With that in mind, consider refinancing if you can shorten the term of your loan while keeping the monthly payments more or less the same. For example, going from a 30-year at 4.5% to a 20-year at 2.9% will cost you roughly the same each month, but could potentially save you tens of thousands in interest payments over the long term. 

In short, make sure you really understand the numerical costs and benefits before pulling the trigger. 

Loan Modification

If you can’t afford your current mortgage payment any longer, a loan modification is a potential fix.

A loan modification is almost like a new loan. In some cases, you can lower your monthly payment by extending the term of the loan. For example, if you have 10 years left on your mortgage, you might be able to extend those remaining payments over the next 30 years.

Obviously, this is not ideal since you’ll be stuck with a mortgage for a greater period of time and pay more interest, but it’s an option to consider and talk to your servicer about.


This is the simplest option: just pay the past due balance as a lump sum and catch up on payments immediately. Remember, though, your servicer cannot box you into this option that’s best for them; they must give you alternative ways to pay.

Other Options If You Still Need Help

Relief Funds In Massachusetts

Some cities and towns in Massachusetts, including Boston, have set up foreclosure prevention funds to help homeowners catch up on payments.

Eligibility will vary by location. In Boston, for instance, you may be eligible if you earn less than 150% of the median income ($127,000), live in your home, are at high risk of foreclosure due to the impacts of COVID, and are 90+ days late on payments.

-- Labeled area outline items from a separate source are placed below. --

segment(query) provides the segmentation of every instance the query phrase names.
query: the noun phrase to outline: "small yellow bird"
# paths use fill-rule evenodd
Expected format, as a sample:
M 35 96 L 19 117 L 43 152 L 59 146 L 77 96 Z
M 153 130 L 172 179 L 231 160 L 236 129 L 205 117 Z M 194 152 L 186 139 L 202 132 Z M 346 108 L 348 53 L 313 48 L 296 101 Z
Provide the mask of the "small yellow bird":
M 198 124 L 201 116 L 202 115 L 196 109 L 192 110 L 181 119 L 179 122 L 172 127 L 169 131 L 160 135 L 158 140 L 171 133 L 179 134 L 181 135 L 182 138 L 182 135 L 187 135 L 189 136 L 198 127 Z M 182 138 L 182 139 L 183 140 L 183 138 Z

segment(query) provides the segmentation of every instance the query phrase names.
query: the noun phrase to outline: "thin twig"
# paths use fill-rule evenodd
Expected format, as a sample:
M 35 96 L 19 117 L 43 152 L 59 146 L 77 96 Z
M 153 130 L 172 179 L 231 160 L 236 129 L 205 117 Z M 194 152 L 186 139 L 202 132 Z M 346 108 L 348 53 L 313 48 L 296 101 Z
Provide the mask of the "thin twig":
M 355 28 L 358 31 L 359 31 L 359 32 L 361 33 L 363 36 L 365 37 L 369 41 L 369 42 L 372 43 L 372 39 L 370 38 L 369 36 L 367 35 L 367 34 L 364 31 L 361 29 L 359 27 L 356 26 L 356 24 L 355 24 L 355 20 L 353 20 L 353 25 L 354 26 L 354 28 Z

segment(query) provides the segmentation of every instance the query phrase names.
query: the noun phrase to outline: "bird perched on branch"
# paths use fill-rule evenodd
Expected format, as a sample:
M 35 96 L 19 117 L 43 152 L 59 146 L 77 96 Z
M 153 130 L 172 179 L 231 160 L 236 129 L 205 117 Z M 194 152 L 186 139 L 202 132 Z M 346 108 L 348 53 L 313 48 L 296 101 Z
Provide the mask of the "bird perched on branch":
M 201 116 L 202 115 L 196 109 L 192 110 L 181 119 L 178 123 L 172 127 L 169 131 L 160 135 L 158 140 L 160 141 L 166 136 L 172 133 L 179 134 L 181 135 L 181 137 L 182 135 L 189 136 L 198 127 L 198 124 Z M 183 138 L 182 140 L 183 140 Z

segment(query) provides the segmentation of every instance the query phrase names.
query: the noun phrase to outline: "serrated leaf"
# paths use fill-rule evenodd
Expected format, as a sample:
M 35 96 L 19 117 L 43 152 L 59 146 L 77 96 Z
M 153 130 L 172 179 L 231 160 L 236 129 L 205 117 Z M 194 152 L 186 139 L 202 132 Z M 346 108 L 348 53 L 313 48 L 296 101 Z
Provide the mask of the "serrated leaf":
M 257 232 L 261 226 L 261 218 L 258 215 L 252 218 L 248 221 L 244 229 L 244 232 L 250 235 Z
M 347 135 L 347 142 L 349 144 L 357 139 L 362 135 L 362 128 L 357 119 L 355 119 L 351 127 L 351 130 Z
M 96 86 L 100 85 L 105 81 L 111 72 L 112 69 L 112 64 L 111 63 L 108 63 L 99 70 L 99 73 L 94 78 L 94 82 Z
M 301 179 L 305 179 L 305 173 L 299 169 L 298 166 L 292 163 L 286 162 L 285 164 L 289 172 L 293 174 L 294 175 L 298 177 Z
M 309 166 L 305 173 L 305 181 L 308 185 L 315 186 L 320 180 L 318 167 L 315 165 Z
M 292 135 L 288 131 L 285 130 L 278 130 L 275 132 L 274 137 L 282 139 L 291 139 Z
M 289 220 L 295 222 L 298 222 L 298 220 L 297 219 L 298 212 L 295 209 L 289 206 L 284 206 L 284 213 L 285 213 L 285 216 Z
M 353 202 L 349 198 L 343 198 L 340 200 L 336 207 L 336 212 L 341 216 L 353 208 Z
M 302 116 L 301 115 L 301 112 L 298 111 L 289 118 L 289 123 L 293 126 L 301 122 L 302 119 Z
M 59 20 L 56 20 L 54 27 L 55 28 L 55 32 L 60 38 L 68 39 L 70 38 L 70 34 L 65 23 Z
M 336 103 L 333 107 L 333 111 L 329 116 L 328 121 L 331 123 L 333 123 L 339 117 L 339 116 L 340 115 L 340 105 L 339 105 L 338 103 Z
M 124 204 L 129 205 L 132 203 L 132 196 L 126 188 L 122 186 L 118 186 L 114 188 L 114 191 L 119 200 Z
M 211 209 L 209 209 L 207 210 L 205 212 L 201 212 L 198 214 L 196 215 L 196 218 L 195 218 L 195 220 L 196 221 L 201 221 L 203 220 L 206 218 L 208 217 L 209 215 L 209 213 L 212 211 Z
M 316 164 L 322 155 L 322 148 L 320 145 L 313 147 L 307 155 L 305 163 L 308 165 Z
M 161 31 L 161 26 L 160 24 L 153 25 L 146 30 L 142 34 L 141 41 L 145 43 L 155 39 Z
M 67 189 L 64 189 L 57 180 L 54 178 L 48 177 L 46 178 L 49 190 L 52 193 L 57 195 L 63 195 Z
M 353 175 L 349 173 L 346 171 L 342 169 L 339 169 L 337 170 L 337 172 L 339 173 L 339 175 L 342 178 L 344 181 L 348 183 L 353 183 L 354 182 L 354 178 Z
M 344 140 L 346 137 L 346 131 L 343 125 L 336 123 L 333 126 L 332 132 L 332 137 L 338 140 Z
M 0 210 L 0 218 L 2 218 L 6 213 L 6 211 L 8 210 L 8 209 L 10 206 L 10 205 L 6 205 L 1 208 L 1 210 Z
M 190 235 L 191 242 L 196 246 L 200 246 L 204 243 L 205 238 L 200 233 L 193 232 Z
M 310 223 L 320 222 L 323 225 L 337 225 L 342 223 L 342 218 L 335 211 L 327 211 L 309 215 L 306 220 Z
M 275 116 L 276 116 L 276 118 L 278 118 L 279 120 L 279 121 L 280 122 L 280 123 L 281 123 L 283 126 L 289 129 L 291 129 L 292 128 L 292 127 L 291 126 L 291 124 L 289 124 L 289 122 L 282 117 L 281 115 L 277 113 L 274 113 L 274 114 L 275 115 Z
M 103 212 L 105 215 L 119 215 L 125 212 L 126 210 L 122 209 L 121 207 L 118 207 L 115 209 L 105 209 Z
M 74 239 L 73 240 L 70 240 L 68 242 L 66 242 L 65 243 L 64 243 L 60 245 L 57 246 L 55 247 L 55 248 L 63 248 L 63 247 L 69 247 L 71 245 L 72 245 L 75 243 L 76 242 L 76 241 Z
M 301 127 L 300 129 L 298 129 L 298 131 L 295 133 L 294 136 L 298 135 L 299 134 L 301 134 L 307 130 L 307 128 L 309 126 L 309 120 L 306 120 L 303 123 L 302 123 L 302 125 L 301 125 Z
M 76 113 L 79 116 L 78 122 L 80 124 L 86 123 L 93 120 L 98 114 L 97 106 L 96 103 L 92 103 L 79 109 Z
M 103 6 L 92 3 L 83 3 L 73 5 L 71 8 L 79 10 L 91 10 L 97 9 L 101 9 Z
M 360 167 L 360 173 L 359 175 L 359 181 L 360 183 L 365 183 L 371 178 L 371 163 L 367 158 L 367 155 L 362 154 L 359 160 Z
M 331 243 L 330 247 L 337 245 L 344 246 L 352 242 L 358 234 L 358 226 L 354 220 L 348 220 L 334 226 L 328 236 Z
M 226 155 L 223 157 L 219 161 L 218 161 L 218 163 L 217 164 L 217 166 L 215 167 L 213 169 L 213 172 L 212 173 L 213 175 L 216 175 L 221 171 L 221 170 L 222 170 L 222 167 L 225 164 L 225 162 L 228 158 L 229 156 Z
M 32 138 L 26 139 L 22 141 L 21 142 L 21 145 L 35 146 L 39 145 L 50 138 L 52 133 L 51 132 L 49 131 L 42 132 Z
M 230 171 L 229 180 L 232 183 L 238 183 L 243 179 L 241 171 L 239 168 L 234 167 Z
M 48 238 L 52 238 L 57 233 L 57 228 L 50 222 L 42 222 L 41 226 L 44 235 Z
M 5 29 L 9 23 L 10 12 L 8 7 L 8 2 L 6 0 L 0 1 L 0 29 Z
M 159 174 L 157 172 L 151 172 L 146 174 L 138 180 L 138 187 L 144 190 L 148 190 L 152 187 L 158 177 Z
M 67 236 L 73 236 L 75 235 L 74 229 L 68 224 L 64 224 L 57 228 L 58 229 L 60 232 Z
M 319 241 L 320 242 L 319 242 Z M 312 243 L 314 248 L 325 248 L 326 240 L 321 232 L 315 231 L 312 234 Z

Contact your town and see if they are running a program similar to Boston’s.

HUD Counselors

The Department of Housing and Urban Development has expert counselors that can walk through your options with you at little to no cost. They do genuinely good work and can be an excellent resource. You can find a local list of HUD counselors here.

Home Sale

If you prefer to put the house behind you and move on to your next adventure, then selling the property is an option to consider. As professional homebuyers in Massachusetts, our team is happy to explore this option with you and put together a home offer that works for your situation.

Parting Thoughts

Being in foreclosure or behind on payments isn’t something to be ashamed of. Life happens, and even the most perfect-seeming people hit all kinds of roadbumps. Getting knocked down isn’t the end of the world. The true test – the real reflection of you – is whether you can get back up. And if you’ve read this far, we know you can.